"Eureka!" shouted O'Donovan. "I must say it. No new invention is complete without it."
"Bah! I didn't think you were so conventional," I said contemptuously. " I suppose you have found out how to make the memory-transferring machine?"
"I have," he cried exultantly. "I shall christen it the noemagraph, or thought-writer. The impression is received on a sensitised plate which acts as a medium between the two minds. The brow of the purchaser is pressed against the plate, through which a current of electricity is then passed."
He rambled on about volts and dynamic psychometry and other hard words, which, though they break no bones, should be strictly confined in private dictionaries.
"I am awfully glad you came in," he said, resuming his mother tongue at last—"because if you won't charge me anything I will try the first experiment on you."

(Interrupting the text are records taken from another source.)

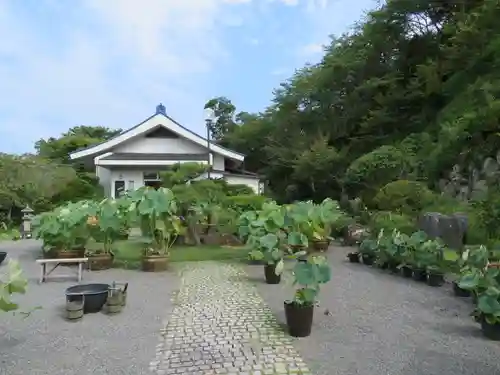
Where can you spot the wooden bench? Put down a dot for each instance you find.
(58, 262)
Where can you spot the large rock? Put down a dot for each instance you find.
(451, 229)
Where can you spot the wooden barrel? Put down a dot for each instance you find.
(114, 303)
(74, 308)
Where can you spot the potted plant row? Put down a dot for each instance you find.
(275, 233)
(413, 256)
(480, 276)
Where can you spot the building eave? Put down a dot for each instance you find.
(150, 123)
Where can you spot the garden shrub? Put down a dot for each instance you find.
(367, 173)
(389, 220)
(404, 196)
(248, 202)
(237, 189)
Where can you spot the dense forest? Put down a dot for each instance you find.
(410, 93)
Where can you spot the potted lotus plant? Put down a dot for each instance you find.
(367, 250)
(486, 284)
(64, 230)
(322, 218)
(106, 228)
(308, 277)
(156, 210)
(272, 254)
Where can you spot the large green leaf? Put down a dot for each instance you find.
(297, 239)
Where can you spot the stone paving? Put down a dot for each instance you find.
(220, 325)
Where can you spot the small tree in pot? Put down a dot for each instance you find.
(272, 254)
(106, 229)
(486, 284)
(65, 231)
(156, 212)
(308, 276)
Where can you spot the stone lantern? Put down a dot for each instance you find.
(26, 225)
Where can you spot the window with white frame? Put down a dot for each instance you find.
(151, 176)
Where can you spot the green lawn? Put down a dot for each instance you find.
(128, 253)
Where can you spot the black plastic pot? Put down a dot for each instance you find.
(490, 331)
(353, 257)
(368, 259)
(299, 319)
(393, 267)
(3, 255)
(459, 292)
(384, 266)
(255, 262)
(419, 275)
(435, 279)
(474, 298)
(270, 273)
(406, 271)
(95, 296)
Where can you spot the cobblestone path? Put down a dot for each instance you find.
(220, 325)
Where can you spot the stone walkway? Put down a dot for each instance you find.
(220, 325)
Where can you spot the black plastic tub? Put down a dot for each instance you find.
(3, 255)
(95, 296)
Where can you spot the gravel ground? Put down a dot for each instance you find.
(46, 344)
(382, 324)
(220, 325)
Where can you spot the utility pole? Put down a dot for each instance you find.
(208, 123)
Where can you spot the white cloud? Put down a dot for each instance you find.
(311, 49)
(118, 59)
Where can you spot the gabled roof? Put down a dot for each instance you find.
(136, 156)
(160, 118)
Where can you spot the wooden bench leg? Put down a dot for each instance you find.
(80, 267)
(42, 274)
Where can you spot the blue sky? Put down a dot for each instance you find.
(110, 62)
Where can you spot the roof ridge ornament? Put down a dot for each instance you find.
(161, 110)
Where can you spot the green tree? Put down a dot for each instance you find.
(222, 119)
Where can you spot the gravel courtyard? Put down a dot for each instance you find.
(46, 344)
(381, 324)
(217, 318)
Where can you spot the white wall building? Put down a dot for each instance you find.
(135, 157)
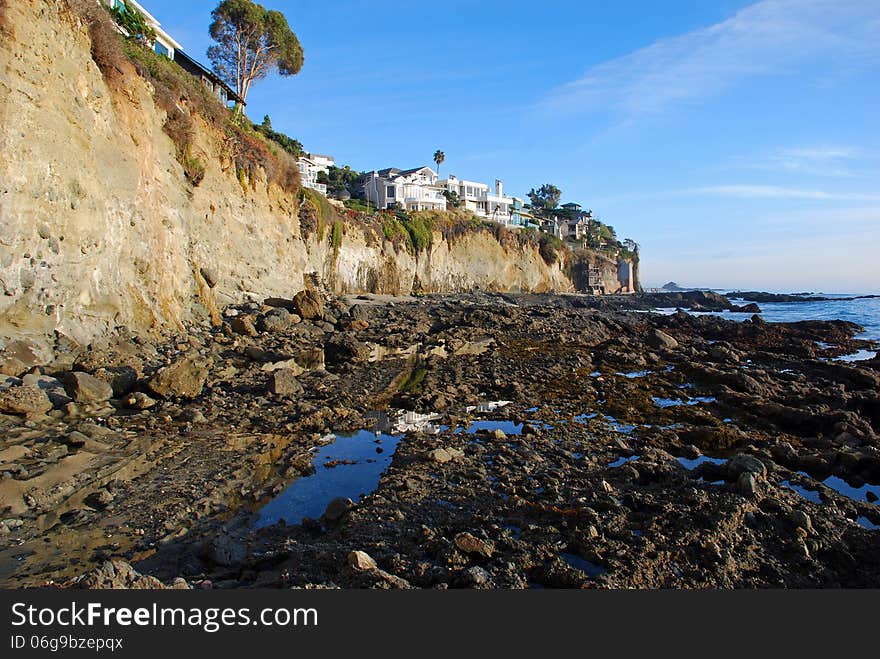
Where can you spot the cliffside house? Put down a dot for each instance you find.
(165, 43)
(167, 46)
(312, 165)
(414, 189)
(480, 200)
(520, 216)
(210, 79)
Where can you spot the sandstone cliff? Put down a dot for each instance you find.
(99, 227)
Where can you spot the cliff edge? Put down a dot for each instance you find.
(101, 226)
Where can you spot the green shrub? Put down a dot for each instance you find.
(549, 247)
(336, 237)
(290, 145)
(420, 232)
(133, 22)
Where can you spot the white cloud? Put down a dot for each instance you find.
(827, 161)
(771, 37)
(772, 192)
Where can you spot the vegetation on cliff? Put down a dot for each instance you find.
(185, 100)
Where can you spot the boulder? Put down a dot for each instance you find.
(243, 325)
(470, 544)
(85, 388)
(361, 560)
(284, 383)
(439, 455)
(115, 575)
(276, 320)
(744, 463)
(24, 400)
(747, 484)
(184, 378)
(337, 509)
(227, 550)
(280, 303)
(343, 349)
(659, 339)
(139, 401)
(100, 499)
(308, 304)
(209, 275)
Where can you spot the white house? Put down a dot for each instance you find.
(309, 168)
(477, 198)
(165, 43)
(414, 189)
(323, 162)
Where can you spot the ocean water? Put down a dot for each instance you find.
(864, 312)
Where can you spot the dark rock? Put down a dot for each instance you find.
(361, 560)
(243, 325)
(337, 509)
(343, 349)
(100, 499)
(309, 305)
(24, 400)
(85, 388)
(115, 574)
(470, 544)
(139, 401)
(210, 276)
(659, 339)
(284, 383)
(745, 463)
(276, 320)
(185, 378)
(280, 303)
(227, 550)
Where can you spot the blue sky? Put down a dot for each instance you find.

I consented reluctantly, and in two minutes he rushed about the room triumphantly shouting, "22, Albert Flats, Victoria Square, Westminster," till he was hoarse. But for his enthusiasm I should have suspected he had crammed up my address on the sly.
He started the Clearing House forthwith. It began humbly as an attic in the Strand. The first number of the catalogue was, naturally meagre. He was good enough to put me on the free list, and I watched with interest the development of the enterprise. He had canvassed his acquaintances for subscribers, and begged everybody he met to send him particulars of their cast-off memories. When he could afford to advertise a little, his clientèle increased. There is always a public for anything bizarre, and a percentage of the population would send thirteen stamps for the Philosopher's Stone, post free. Of course, the rest of the population smiled at him for an ingenious quack.